Synthetic Data Generation

Competition data lacked every type of PII data. To have the model recognize all 7 variations of PII data, I synthetically generated essays with PII using Mixtral-8x7B.

Negative Sampling

70% of examples didn't have a single PII. I divided these into 3 separate datasets and then added positive samples to them. This reduced the skewness and resulted in better performing models.

Prediction

Weighted Loss Updates

As recall is 5 times more important than precision, I wanted to minimize false negatives. Thus, I set class "O" with a very low weight for loss updates, as 99.9% of tokens were of this class and it wasn't PII.

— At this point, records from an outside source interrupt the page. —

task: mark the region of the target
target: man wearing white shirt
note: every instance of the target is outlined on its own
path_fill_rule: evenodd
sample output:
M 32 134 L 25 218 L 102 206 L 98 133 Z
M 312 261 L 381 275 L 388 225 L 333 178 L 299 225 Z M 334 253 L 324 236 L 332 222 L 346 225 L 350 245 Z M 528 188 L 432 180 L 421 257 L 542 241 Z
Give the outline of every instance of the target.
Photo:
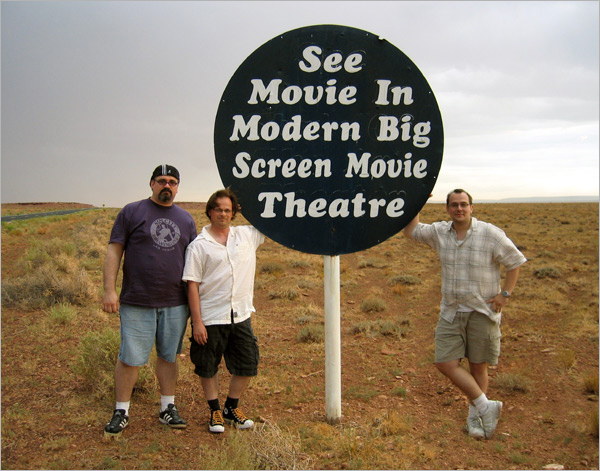
M 190 358 L 211 411 L 209 430 L 213 433 L 224 432 L 224 422 L 238 429 L 254 425 L 238 403 L 258 370 L 251 314 L 255 311 L 256 249 L 265 237 L 252 226 L 232 226 L 237 211 L 237 198 L 229 189 L 209 198 L 210 225 L 188 246 L 182 277 L 187 282 L 192 319 Z M 221 411 L 218 367 L 223 357 L 232 376 Z

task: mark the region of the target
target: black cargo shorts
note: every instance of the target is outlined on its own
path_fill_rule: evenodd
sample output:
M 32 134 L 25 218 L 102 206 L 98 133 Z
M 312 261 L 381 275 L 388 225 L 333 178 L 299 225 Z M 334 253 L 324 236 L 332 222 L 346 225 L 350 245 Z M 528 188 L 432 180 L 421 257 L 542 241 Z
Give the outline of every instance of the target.
M 202 378 L 212 378 L 225 357 L 227 370 L 235 376 L 256 376 L 258 373 L 258 340 L 252 330 L 251 319 L 239 324 L 206 326 L 208 340 L 200 345 L 190 338 L 190 359 L 194 373 Z

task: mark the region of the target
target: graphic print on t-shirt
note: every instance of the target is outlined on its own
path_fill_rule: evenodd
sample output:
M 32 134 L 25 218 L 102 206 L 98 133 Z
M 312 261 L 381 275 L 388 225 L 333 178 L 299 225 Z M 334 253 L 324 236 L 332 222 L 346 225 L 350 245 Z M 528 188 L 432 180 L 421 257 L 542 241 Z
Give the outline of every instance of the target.
M 170 219 L 156 219 L 150 226 L 150 234 L 154 242 L 163 248 L 171 248 L 181 237 L 179 226 Z

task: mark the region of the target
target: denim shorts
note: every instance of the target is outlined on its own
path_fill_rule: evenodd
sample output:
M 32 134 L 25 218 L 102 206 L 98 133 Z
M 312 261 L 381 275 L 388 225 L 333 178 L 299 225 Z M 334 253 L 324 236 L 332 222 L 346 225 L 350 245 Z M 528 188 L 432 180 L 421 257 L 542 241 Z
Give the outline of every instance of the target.
M 190 311 L 187 304 L 148 308 L 121 304 L 121 348 L 119 360 L 129 366 L 143 366 L 156 344 L 156 355 L 174 363 L 181 353 Z
M 468 358 L 470 363 L 497 365 L 500 324 L 480 312 L 457 312 L 453 322 L 440 317 L 435 328 L 435 362 Z
M 225 357 L 227 370 L 235 376 L 256 376 L 258 373 L 258 340 L 250 318 L 238 324 L 206 326 L 208 340 L 200 345 L 190 338 L 190 359 L 194 373 L 201 378 L 212 378 Z

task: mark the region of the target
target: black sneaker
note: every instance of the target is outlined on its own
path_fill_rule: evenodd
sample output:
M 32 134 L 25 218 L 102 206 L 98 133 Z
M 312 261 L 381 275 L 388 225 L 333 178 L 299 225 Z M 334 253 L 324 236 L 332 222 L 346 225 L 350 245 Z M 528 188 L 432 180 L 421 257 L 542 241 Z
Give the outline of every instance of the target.
M 223 433 L 225 427 L 223 426 L 223 413 L 221 409 L 210 411 L 210 422 L 208 422 L 208 430 L 212 433 Z
M 225 422 L 235 426 L 237 429 L 243 430 L 254 426 L 254 421 L 246 417 L 239 407 L 236 409 L 225 407 L 223 409 L 223 418 Z
M 117 437 L 129 423 L 129 416 L 125 415 L 125 409 L 115 409 L 112 419 L 104 427 L 104 435 Z
M 185 420 L 179 417 L 175 404 L 169 404 L 167 408 L 158 414 L 158 420 L 171 428 L 186 428 Z

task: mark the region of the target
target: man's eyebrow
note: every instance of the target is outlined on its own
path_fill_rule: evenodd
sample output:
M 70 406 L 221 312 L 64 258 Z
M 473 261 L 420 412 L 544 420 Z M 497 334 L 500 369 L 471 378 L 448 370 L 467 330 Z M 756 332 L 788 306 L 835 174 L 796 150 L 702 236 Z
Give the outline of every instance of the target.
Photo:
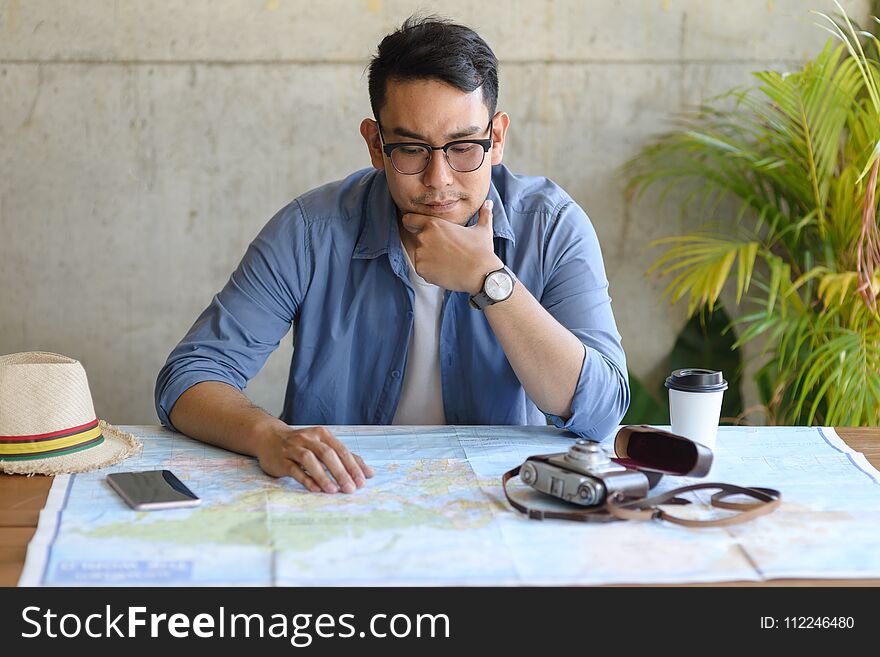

Experiment Tracking and Hyperparameter Tuning

Experiments were tracked in Weights and Biases platform. Keeping track of data versions and configurations allowed me to quickly prototype and improve my system. Furthermore, hyperparameter tuning was used to determine optimal values.

Ensemble 3 DeBERTa Models

I trained 3 separate DeBERTa-V3-Base models using 3 different folds of the negative sample coupled with the same positive samples. The final ensemble of models was used for inference.

Post-processing

Thresholding

If probability of not being a PII is less than 70% then assign the token as a PII. This improves the model's recall metric even more.

Regular Expression

Used Regular Expressions to detect Email, Username and Phone number type PII tokens, as they followed a particular pattern.

Assigning "B-" and "I-" tags

Iteratively assigned "B-" and "I-" prefixes based on PII indices. As a result, misclassification between "B-" and "I-" types drammatically decreased.

Result

Overall the system performs well on the validation dataset. It achieved 0.96 F5 score in the validation dataset. This translated to 0.953 on the leaderboard hidden test dataset. As shown in the 2nd graph below, it is clear that the model achieved 0.9+ F5 score for all the PII types.

Image
Overall F5 Score

The model has high recall and lower precision. But as recall is 5X more important, it achieves a high F5 score.

Image
PII-wise F5 Score

The model manages to get high F5 score of 0.9+ for all the PII types.

The system ranked 173rd out of 2048, which got me a bronze medal.

Lessons Learnt

Good quality data = Great Performance

Thoughout the competition, I experimented with external datasets from multiple sources. The best model used only one external dataset that was of the highest quality, instead of using more data. Thus, data quality matters a lot more than quantity in this task.

Handling Extreme Class Imbalance

The major challenge of this competition was handling the extreme class imbalance. I learnt to use techniques like negative sampling, thresholding, ensembling, and weighted loss updates to tackle this issue.

Iterative Improvement Requires Experiment Tracking

Over the span of 2 months, I experimented a lot. Tracking the experiment parameters like data version, model version, configurations, etc. in a platform helped immensely in prototyping.